There is something about lace, that by it's very wispy nature, eludes simple definition. Coco Chanel said of the fabric:
"I consider lace to be one of the prettiest imitations ever made of the fantasy of nature; lace always evokes for me those incomparable designs which the branches and leaves of trees embroider across the sky, and I do not think that any invention of the human spirit could have a more graceful or precise origin."
The appeal of lace lies in a feminine fantasy of being at the same time both delicate but durable. In the same way that a spider spins a web to trap its prey, a woman who is adorned in lace is capable of attracting and even trapping a man, such is its allure.
Lace can be worn in a myriad of different ways. Consider this for day: a pair of fitted military style utalitarian trousers set off by the contrast of a pretty lace top. Or skipping around town at night clad in a scrap of lace: I would pair a baby doll dress, with a sleeveless lace bed jacket over the top, belted at the waist for structure. Complete the look with lace tights, skyscraper ankle boots and lashings of black eyeliner to toughen up the look. Lace can be paired with almost any material, for example a hint of lace could be seen in a lace vest worn underneath a low cut, draped neck jersey dress; or it can be added to offset it's rebellious sartorial opposites: denim or leather.

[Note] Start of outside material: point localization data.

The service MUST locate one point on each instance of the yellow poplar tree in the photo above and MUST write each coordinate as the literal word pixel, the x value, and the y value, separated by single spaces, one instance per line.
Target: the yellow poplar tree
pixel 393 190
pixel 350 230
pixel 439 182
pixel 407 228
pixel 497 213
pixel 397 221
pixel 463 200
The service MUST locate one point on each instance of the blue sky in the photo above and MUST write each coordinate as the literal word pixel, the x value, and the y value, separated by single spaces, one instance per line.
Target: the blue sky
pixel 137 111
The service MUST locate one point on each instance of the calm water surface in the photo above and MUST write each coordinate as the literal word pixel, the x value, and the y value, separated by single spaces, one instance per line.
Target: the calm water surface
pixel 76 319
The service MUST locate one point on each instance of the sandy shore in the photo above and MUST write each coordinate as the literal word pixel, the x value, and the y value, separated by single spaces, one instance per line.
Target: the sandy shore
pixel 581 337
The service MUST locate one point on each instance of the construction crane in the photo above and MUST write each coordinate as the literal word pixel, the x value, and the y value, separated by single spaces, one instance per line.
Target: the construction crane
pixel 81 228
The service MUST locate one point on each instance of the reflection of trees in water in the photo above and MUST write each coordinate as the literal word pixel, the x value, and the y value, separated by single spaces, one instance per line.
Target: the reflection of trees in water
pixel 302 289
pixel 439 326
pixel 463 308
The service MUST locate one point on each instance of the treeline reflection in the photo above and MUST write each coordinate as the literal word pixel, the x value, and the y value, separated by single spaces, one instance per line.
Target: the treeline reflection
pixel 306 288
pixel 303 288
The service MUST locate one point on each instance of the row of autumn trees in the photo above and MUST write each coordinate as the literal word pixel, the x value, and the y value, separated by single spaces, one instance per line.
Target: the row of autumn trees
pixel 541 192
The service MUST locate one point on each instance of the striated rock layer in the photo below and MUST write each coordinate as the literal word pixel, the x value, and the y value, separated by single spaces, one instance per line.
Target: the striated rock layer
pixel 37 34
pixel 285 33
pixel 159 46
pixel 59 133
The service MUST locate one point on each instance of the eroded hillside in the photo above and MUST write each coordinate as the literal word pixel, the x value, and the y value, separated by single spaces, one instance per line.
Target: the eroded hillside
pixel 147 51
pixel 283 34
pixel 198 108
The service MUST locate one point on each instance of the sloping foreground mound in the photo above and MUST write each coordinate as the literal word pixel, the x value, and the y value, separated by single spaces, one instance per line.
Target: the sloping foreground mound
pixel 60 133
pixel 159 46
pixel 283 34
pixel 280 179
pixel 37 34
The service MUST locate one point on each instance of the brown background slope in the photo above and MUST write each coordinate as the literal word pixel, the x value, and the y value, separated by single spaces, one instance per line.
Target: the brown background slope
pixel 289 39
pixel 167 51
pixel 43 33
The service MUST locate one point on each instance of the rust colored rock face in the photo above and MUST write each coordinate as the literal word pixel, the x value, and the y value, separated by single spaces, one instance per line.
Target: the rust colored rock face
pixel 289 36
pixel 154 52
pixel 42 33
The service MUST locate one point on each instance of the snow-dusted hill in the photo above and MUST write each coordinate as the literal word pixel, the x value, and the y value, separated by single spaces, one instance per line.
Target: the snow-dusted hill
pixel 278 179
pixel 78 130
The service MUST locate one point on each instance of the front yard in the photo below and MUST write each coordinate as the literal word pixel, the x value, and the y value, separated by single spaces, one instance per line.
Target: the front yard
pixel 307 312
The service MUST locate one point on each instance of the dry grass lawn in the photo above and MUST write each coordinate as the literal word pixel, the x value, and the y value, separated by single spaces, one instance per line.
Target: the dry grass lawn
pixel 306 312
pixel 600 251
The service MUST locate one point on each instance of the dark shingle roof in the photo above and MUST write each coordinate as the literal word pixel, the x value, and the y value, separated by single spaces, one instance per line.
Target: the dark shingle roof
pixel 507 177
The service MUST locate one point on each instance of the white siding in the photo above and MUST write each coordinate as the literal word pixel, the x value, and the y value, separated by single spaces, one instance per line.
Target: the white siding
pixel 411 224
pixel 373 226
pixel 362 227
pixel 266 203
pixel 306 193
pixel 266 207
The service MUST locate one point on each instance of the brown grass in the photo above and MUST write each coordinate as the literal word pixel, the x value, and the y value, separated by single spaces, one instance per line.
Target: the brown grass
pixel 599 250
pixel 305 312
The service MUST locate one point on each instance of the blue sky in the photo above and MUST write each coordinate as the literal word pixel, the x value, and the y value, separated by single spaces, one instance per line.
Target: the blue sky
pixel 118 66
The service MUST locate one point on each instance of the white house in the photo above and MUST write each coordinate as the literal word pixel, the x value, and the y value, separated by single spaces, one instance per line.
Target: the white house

Like shoes, lace appeals to women of all ages, sizes and shapes, as you can add merely a touch of the fabric or you can clothe yourself head to toe. Lace can definitely be all things to all women, and it could be described more provactively as the Madonna-whore of fashion. Lace can make you feel oh so innocent, like the ethereal Cecilia of the 'Virgin Suicides' who first attempts to take her life ironically wearing a white lace wedding dress; or it can be infinitely more seductive: by its very construction lace is the ideal fabric for underwear and for showing off almost everything without being completely exposed.